The broader lesson of this study is that the details will matter in these copyright cases. Too often, online discussions have treated “do generative models copy their training data or merely learn from it?” as a theoretical or even philosophical question. But it’s a question that can be tested empirically—and the answer might differ across models and across copyrighted works. //
For any language model, the probability of generating any given 50-token sequence “by accident” is vanishingly small. If a model generates 50 tokens from a copyrighted work, that is strong evidence that the tokens “came from” the training data. This is true even if it only generates those tokens 10 percent, 1 percent, or 0.01 percent of the time. //
There are actually three distinct theories of how training a model on copyrighted works could infringe copyright:
- Training on a copyrighted work is inherently infringing because the training process involves making a digital copy of the work.
- The training process copies information from the training data into the model, making the model a derivative work under copyright law.
- Infringement occurs when a model generates (portions of) a copyrighted work.
A lot of discussion so far has focused on the first theory because it is the most threatening to AI companies. If the courts uphold this theory, most current LLMs would be illegal, whether or not they have memorized any training data.
The AI industry has some pretty strong arguments that using copyrighted works during the training process is fair use under the 2015 Google Books ruling. But the fact that Llama 3.1 70B memorized large portions of Harry Potter could color how the courts consider these fair use questions. //
The Google Books precedent probably can’t protect Meta against this second legal theory because Google never made its books database available for users to download—Google almost certainly would have lost the case if it had done that. //
Moreover, if a company keeps model weights on its own servers, it can use filters to try to prevent infringing output from reaching the outside world. So even if the underlying OpenAI, Anthropic, and Google models have memorized copyrighted works in the same way as Llama 3.1 70B, it might be difficult for anyone outside the company to prove it.
Moreover, this kind of filtering makes it easier for companies with closed-weight models to invoke the Google Books precedent.
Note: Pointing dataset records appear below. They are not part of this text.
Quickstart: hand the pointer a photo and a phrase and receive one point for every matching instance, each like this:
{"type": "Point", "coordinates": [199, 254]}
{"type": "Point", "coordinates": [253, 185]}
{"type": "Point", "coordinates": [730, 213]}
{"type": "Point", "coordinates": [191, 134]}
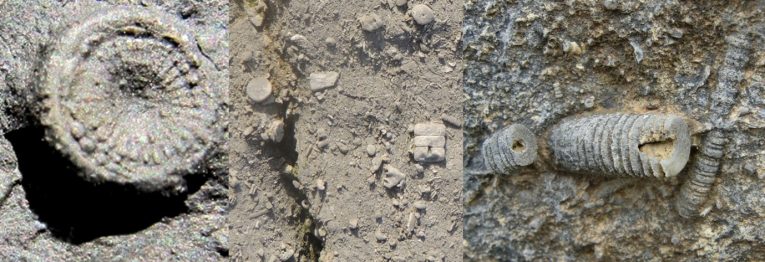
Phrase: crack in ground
{"type": "Point", "coordinates": [311, 244]}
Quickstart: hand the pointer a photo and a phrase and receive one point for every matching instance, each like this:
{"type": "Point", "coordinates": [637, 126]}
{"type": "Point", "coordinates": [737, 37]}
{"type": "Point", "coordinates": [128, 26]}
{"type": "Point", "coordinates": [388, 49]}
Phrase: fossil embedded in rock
{"type": "Point", "coordinates": [429, 142]}
{"type": "Point", "coordinates": [622, 144]}
{"type": "Point", "coordinates": [126, 98]}
{"type": "Point", "coordinates": [509, 149]}
{"type": "Point", "coordinates": [393, 177]}
{"type": "Point", "coordinates": [702, 175]}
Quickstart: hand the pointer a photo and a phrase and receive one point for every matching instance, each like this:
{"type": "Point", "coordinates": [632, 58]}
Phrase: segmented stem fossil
{"type": "Point", "coordinates": [507, 150]}
{"type": "Point", "coordinates": [621, 144]}
{"type": "Point", "coordinates": [126, 98]}
{"type": "Point", "coordinates": [706, 164]}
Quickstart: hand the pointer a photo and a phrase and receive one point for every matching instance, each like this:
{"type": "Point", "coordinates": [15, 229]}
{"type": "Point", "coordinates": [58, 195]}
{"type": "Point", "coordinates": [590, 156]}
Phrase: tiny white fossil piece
{"type": "Point", "coordinates": [647, 145]}
{"type": "Point", "coordinates": [322, 80]}
{"type": "Point", "coordinates": [510, 148]}
{"type": "Point", "coordinates": [429, 142]}
{"type": "Point", "coordinates": [393, 177]}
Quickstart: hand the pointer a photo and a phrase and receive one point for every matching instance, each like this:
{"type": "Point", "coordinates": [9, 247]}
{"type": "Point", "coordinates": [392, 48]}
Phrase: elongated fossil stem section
{"type": "Point", "coordinates": [509, 149]}
{"type": "Point", "coordinates": [127, 99]}
{"type": "Point", "coordinates": [622, 144]}
{"type": "Point", "coordinates": [706, 165]}
{"type": "Point", "coordinates": [702, 175]}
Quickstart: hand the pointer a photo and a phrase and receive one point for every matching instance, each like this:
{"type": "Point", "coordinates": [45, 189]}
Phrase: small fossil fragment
{"type": "Point", "coordinates": [429, 142]}
{"type": "Point", "coordinates": [370, 22]}
{"type": "Point", "coordinates": [393, 177]}
{"type": "Point", "coordinates": [259, 89]}
{"type": "Point", "coordinates": [702, 175]}
{"type": "Point", "coordinates": [126, 98]}
{"type": "Point", "coordinates": [704, 169]}
{"type": "Point", "coordinates": [422, 14]}
{"type": "Point", "coordinates": [509, 149]}
{"type": "Point", "coordinates": [323, 80]}
{"type": "Point", "coordinates": [622, 144]}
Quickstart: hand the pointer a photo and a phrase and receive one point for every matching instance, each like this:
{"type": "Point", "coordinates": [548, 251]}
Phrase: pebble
{"type": "Point", "coordinates": [422, 14]}
{"type": "Point", "coordinates": [451, 120]}
{"type": "Point", "coordinates": [371, 150]}
{"type": "Point", "coordinates": [320, 185]}
{"type": "Point", "coordinates": [380, 236]}
{"type": "Point", "coordinates": [276, 130]}
{"type": "Point", "coordinates": [410, 223]}
{"type": "Point", "coordinates": [393, 177]}
{"type": "Point", "coordinates": [330, 41]}
{"type": "Point", "coordinates": [420, 205]}
{"type": "Point", "coordinates": [287, 254]}
{"type": "Point", "coordinates": [370, 22]}
{"type": "Point", "coordinates": [611, 4]}
{"type": "Point", "coordinates": [259, 89]}
{"type": "Point", "coordinates": [323, 80]}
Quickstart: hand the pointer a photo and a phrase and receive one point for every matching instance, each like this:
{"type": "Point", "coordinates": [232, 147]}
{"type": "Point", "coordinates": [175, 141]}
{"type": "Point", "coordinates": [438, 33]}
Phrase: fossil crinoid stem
{"type": "Point", "coordinates": [620, 144]}
{"type": "Point", "coordinates": [509, 149]}
{"type": "Point", "coordinates": [125, 96]}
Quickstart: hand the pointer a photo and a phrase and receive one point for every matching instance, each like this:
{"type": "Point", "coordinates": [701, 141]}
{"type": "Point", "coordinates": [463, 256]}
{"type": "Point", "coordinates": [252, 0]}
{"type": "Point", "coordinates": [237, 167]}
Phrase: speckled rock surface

In short, copyright law might create a strong disincentive for companies to release open-weight models.
“It's kind of perverse,” Mark Lemley told me. “I don't like that outcome.”
On the other hand, judges might conclude that it would be bad to effectively punish companies for publishing open-weight models.
“There's a degree to which being open and sharing weights is a kind of public service,” Grimmelmann told me. “I could honestly see judges being less skeptical of Meta and others who provide open-weight models.”